Further, as shown in FIG. 2, the shape of the bump electrode 12 is not limited to the configuration in which the deformed portion 12A is bent into a lightning bolt shape ("Z" shape). For example, the shape of the bump electrode 12 may have a shape having the above-described through hole 12b, and more specifically, for example, the shape shown in FIG. In Fig. 3, the upper right side view is a perspective view showing a part of the plate-like member 10 having the protruding electrodes of Fig. 1. Further, (A) to (C) of FIG. 3 are perspective views schematically showing an example of the structure of the bump electrode 12. As shown in (A) to (C) of FIG. 3, respectively, the lower portion 12a of the protruding electrode 12 (the portion on the side connected to the plate-like member 11) is not opened. On the other hand, in the upper portion of the protruding electrode 12 (the portion opposite to the side on which the plate-like member 11 is connected), a hole penetrating the protruding electrode 12 is opened in a direction parallel to the plate surface of the plate-like member 11 ( Through hole) 12b. Further, a portion of the upper end of the protruding electrode 12 (one end opposite to one end fixed to one end of the plate-like member 11) protrudes upward (in a direction perpendicular to the plate surface of the plate-like member 11) to form a projection 12c. The protruding electrode 12 is in contact with the wiring pattern (substrate electrode) of the substrate at the end portion of the protrusion 12c. Furthermore, in FIG. 3(A), the number of the bump electrodes 12c is two. In Fig. 3(B), the number of the bump electrodes 12c is one, and is the same as Fig. 3(A) except that the width of the bump electrodes 12 is slightly narrow. In Fig. 3(C), the same as Fig. 3(B) except that the width of the bump electrode 12 is narrower. Thus, the number of the protrusions 12c is not particularly limited, and may be one or plural. Although the number of the projections 12c is one or two in (A) to (C) of FIG. 3, it may be three or more. Further, the number of the holes (through holes) 12b is one in (A) to (C) of FIG. 3, but is not particularly limited, and may be any number or plural.

Since the protrusion 12c is provided, the bump electrode 12 is not interfered by the resin and is easily brought into contact with the wiring pattern (substrate electrode) of the substrate. That is, the resin (for example, molten resin or liquid resin) between the bump electrode 12 and the wiring pattern 22 of FIG. 5 described below is pulled by the protrusion 12c, and the front end of the protrusion 12c abuts (physically contacts) with the wiring pattern 22, and It is electrically connected. Further, since the bump electrode 12 has the hole 12b, it is easier to resin-seal the wafer. That is, the resin can flow through the holes 12b, so that the flow of the resin becomes smoother, thereby improving the efficiency of resin sealing. This effect is particularly remarkable when the transfer forming is employed. Further, when the bump electrode 12 abuts (contacts) the wiring pattern 22, as shown in FIG. 3(D), the bump electrode 12 is bent in the vicinity of the hole 12b, so that the height (length) of the bump electrode 12 can be made small. In other words, in the bump electrode 12 having the shape shown in FIGS. 3(A) to 3(D), the periphery of the through hole 12b is formed by the above-described deformed portion which is contractible in a direction perpendicular to the surface direction of the plate member 11. Thereby, the height of the bump electrode 12 can be adjusted corresponding to the resin thickness (package thickness) of the electronic component. In view of this aspect, the height (length) of the bump electrode 12 can be set to be slightly longer than the above-described resin thickness (package thickness).
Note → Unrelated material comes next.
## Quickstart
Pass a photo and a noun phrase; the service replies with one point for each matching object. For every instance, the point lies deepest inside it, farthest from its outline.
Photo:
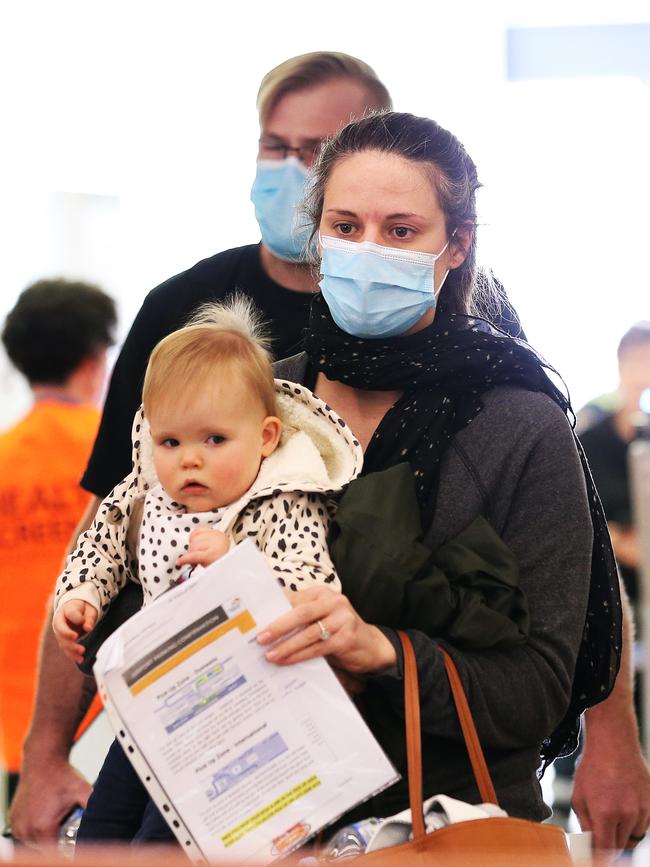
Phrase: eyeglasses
(272, 149)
Further, the bump electrode 12 may be, for example, the above-described lightning-shaped bump electrode and the bump electrode with the through hole. In other words, the protruding electrode 12 can have the above-described deformation portion which is bent into a lightning bolt shape ("Z" shape) when viewed from a direction parallel to the surface direction of the plate-like member 11, and is parallel to the surface direction of the plate-like member 11. The through hole penetrating in the direction. An example of such a configuration is shown in FIG. In Fig. 4, the upper right side view is a perspective view showing a part of the plate-like member 10 having the projecting electrodes of Fig. 1. Further, (A) to (C) of FIG. 4 schematically show a perspective view of an example of the structure of the bump electrode 12. In the bump electrode 12 of (A) to (C) of FIG. 4, except for the lower portion 12a of the bump electrode 12 (the portion of the unconnected side on the side connected to the plate member 11) and the upper portion (connected to the plate member 11) The portion on the opposite side that is open to the through hole 12b is the same as (A) to (C) in Fig. 3 except that the deformation portion 12A is integrally connected. In (A) to (C) of FIG. 4, the deformed portion 12A is bent into a lightning shape when viewed from a direction parallel to the plane direction of the plate member 11 ("Z"). The glyph is contracted in a direction perpendicular to the direction of the surface of the plate member 11. Further, in the bump electrode 12 of (A) to (C) of FIG. 4, as in the case of (A) to (C) of FIG. 3, the bump electrode 12 is bent in the vicinity of the hole 12b, so that the height of the bump electrode 12 can be made. The (length) becomes small, for example, as shown in Fig. 4(D).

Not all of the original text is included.